Le type 8 est destiné aux élèves pour lesquels l’examen pluridisciplinaire visé à l’article  a conclu à des troubles des apprentissages. Ceux-ci peuvent se traduire par des difficultés dans le développement du langage ou de la parole et/ou dans l’apprentissage de la lecture, de l’écriture ou du calcul, sans qu’il y ait retard mental ou déficit majeur sur le plan physique, comportemental ou sensoriel. Ils doivent être considérés comme des troubles complexes aux origines multifactorielles[11] ».

Ces trois types d’enseignement spécialisé ne sont pas destinés à recevoir des élèves ayant des difficultés d’apprentissage, et dont le seul « handicap » est exclusivement « social », issus de familles fragilisées sur le plan socioéconomique et culturel.

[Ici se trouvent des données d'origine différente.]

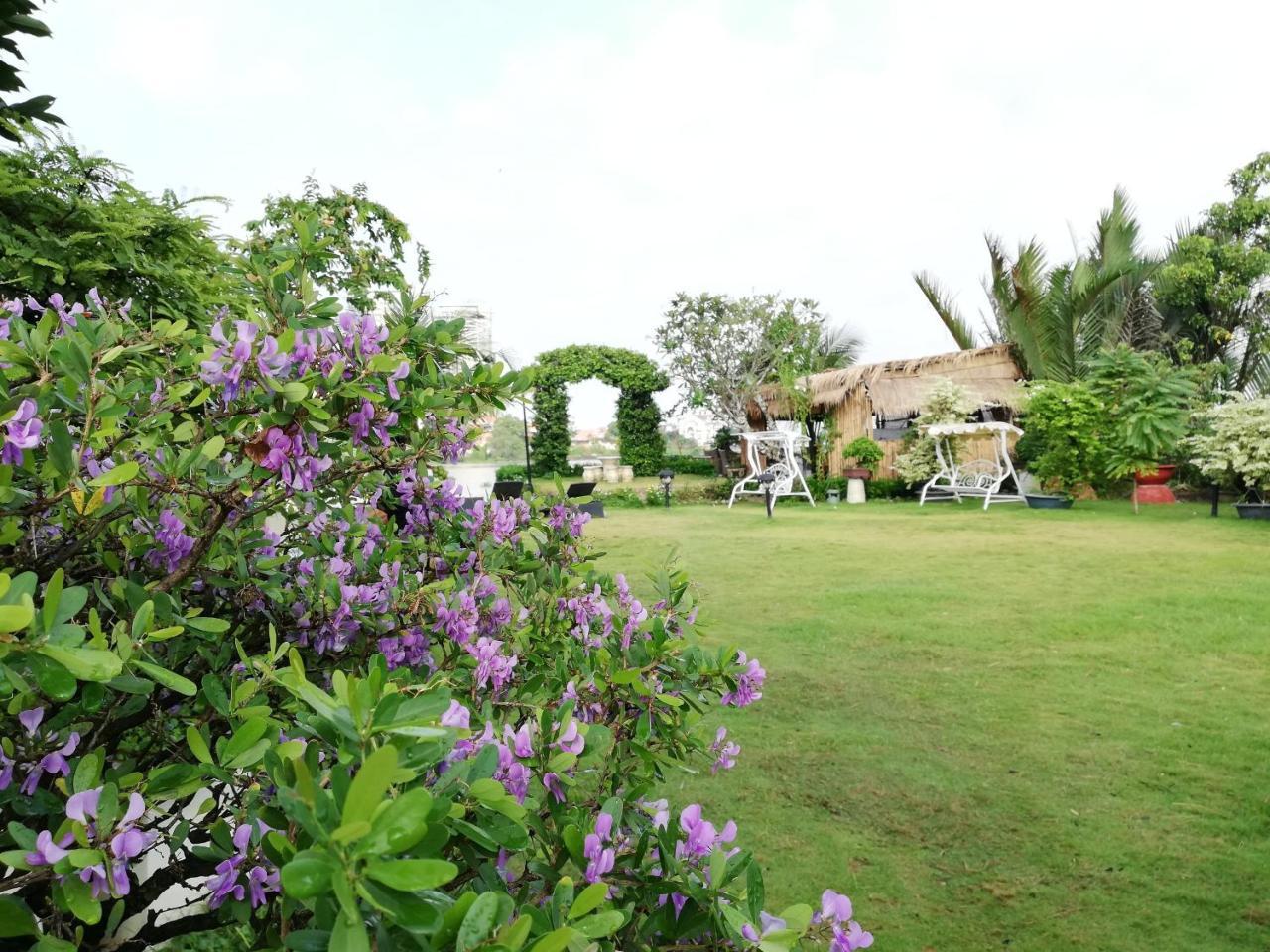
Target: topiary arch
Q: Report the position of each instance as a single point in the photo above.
(638, 416)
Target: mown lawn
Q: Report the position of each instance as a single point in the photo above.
(1024, 730)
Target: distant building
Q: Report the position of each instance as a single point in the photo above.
(698, 425)
(479, 330)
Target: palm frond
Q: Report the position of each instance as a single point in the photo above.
(948, 311)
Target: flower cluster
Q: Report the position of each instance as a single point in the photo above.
(121, 844)
(35, 753)
(262, 878)
(21, 433)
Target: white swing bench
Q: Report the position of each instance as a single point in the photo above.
(780, 449)
(974, 477)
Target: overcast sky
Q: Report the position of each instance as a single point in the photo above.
(572, 166)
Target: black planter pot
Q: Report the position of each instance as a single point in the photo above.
(1040, 500)
(1254, 511)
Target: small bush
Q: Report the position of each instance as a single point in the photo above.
(690, 465)
(516, 471)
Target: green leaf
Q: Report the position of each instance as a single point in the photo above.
(197, 744)
(588, 900)
(162, 675)
(370, 784)
(16, 918)
(244, 738)
(212, 626)
(349, 934)
(19, 616)
(85, 662)
(141, 620)
(121, 474)
(62, 452)
(79, 900)
(87, 772)
(601, 924)
(554, 941)
(307, 875)
(479, 921)
(412, 875)
(53, 597)
(402, 823)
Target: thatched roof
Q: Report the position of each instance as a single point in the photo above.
(898, 388)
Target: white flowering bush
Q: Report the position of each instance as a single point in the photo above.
(1234, 440)
(947, 402)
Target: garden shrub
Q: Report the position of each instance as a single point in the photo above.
(690, 465)
(945, 403)
(1234, 443)
(1065, 422)
(516, 471)
(638, 416)
(255, 649)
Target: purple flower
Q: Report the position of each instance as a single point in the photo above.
(661, 811)
(22, 433)
(261, 883)
(521, 740)
(599, 858)
(571, 738)
(53, 762)
(225, 885)
(701, 837)
(172, 542)
(492, 666)
(31, 720)
(552, 782)
(725, 752)
(834, 906)
(402, 372)
(748, 683)
(82, 806)
(849, 938)
(46, 851)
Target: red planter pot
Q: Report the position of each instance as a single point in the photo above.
(1151, 486)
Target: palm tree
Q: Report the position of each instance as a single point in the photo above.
(1058, 318)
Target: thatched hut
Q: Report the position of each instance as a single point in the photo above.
(883, 400)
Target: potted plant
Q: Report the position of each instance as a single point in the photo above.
(1147, 402)
(1236, 443)
(1062, 422)
(864, 454)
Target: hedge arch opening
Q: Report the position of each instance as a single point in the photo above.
(639, 419)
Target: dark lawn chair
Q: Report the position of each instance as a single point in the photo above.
(576, 490)
(508, 489)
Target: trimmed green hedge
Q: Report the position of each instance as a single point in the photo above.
(690, 465)
(516, 471)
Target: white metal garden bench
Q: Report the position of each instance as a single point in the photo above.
(974, 477)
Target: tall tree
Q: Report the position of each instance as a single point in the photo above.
(721, 349)
(19, 116)
(1060, 317)
(1213, 285)
(365, 241)
(70, 222)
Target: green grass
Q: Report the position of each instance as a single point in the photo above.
(1015, 729)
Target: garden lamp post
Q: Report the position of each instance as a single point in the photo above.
(767, 479)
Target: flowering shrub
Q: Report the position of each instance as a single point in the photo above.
(945, 403)
(1067, 424)
(1236, 440)
(262, 665)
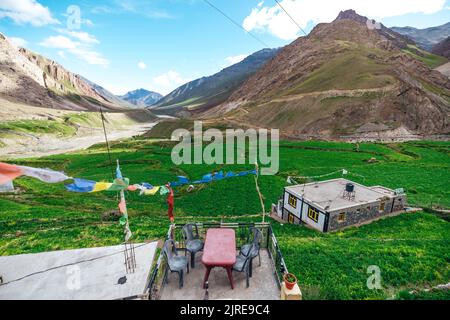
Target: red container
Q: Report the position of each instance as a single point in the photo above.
(290, 280)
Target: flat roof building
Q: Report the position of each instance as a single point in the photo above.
(335, 204)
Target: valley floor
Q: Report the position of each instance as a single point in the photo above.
(27, 131)
(411, 250)
(37, 146)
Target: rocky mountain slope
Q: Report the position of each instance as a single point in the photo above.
(142, 97)
(443, 48)
(425, 38)
(207, 92)
(343, 79)
(29, 78)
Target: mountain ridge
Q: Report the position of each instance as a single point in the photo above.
(425, 38)
(142, 97)
(206, 92)
(30, 78)
(338, 79)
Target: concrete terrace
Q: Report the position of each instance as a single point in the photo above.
(80, 274)
(263, 285)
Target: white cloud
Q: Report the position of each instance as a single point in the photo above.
(26, 11)
(168, 81)
(80, 35)
(82, 51)
(142, 65)
(90, 56)
(235, 59)
(60, 42)
(18, 41)
(274, 20)
(62, 54)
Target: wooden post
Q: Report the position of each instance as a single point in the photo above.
(259, 192)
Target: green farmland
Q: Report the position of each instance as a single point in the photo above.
(411, 250)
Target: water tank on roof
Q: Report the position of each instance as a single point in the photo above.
(350, 187)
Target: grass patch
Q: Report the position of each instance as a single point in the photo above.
(430, 59)
(411, 249)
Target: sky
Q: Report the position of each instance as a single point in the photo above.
(159, 45)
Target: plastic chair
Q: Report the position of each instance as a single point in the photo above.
(175, 262)
(252, 248)
(242, 265)
(193, 242)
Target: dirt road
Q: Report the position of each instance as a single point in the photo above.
(33, 146)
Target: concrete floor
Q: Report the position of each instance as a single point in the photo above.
(89, 280)
(263, 285)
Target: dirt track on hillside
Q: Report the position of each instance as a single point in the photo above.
(34, 146)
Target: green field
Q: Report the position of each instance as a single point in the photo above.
(411, 250)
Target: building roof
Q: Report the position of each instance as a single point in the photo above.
(327, 195)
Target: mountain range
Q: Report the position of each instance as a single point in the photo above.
(425, 38)
(206, 92)
(29, 78)
(442, 48)
(142, 97)
(343, 79)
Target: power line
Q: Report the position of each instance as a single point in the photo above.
(290, 17)
(236, 23)
(107, 142)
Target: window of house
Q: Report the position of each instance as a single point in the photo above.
(291, 218)
(313, 214)
(292, 201)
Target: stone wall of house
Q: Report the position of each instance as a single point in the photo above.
(359, 214)
(286, 214)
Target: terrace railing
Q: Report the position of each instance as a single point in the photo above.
(160, 269)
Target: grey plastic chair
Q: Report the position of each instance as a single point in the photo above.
(242, 265)
(252, 248)
(193, 242)
(175, 262)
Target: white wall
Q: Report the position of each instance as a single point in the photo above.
(316, 225)
(295, 211)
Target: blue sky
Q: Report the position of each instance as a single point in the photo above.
(161, 44)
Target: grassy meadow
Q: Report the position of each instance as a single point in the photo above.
(411, 249)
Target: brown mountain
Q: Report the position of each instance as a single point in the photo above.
(29, 78)
(344, 78)
(443, 48)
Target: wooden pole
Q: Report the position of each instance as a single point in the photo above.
(259, 192)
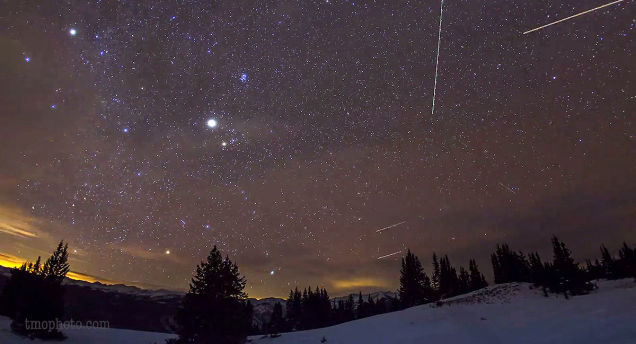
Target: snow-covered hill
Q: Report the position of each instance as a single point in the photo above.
(85, 336)
(509, 313)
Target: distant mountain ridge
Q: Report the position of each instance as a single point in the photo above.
(134, 308)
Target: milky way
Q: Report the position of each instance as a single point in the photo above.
(322, 135)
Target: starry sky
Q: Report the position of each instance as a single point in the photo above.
(292, 133)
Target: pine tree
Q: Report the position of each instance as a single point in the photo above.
(477, 279)
(538, 274)
(567, 277)
(464, 281)
(412, 278)
(509, 266)
(34, 292)
(448, 280)
(276, 322)
(627, 261)
(214, 310)
(435, 277)
(608, 264)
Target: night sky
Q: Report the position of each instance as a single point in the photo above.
(321, 135)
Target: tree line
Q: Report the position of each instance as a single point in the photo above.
(216, 310)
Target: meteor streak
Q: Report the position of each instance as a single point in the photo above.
(507, 188)
(439, 40)
(389, 255)
(389, 227)
(570, 17)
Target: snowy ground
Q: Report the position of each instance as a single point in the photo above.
(85, 336)
(509, 313)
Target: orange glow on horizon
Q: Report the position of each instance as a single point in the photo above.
(9, 261)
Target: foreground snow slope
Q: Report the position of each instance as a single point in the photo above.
(510, 313)
(86, 336)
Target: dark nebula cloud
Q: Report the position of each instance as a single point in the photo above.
(324, 135)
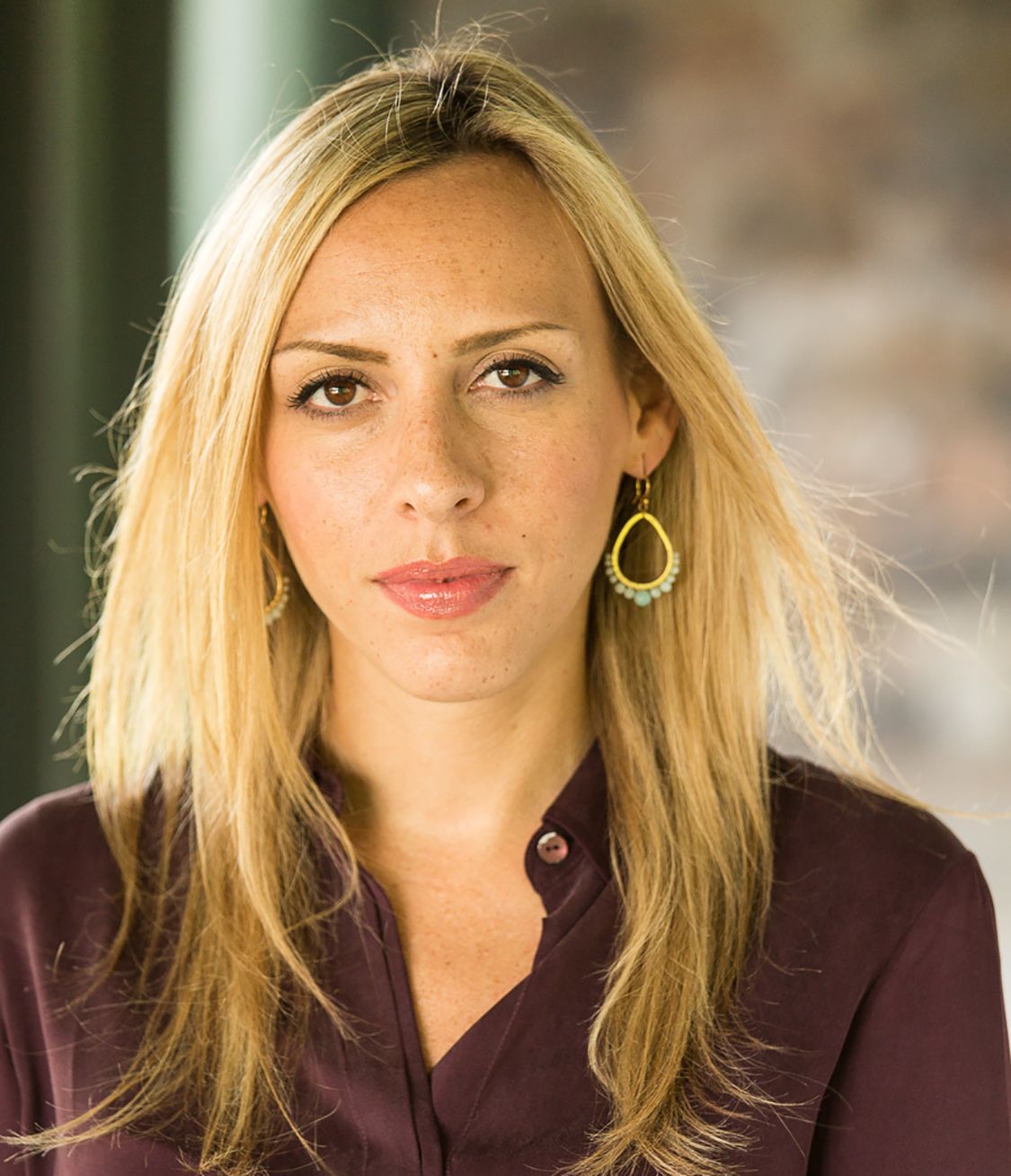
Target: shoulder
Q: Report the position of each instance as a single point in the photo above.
(50, 834)
(54, 863)
(854, 866)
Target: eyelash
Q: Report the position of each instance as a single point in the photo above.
(299, 399)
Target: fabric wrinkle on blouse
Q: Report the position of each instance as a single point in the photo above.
(881, 973)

Les parcours des élèves sont fortement influencés par deux variables : le genre et l’indice socio-économique du quartier de résidence.

La place de ceux-ci est dans l’enseignement ordinaire, avec les élèves qui ont plus de facilités, et ils doivent y être maintenus, sans que le moindre redoublement et la moindre orientation ne soit mise en place. C’est leur droit le plus fondamental !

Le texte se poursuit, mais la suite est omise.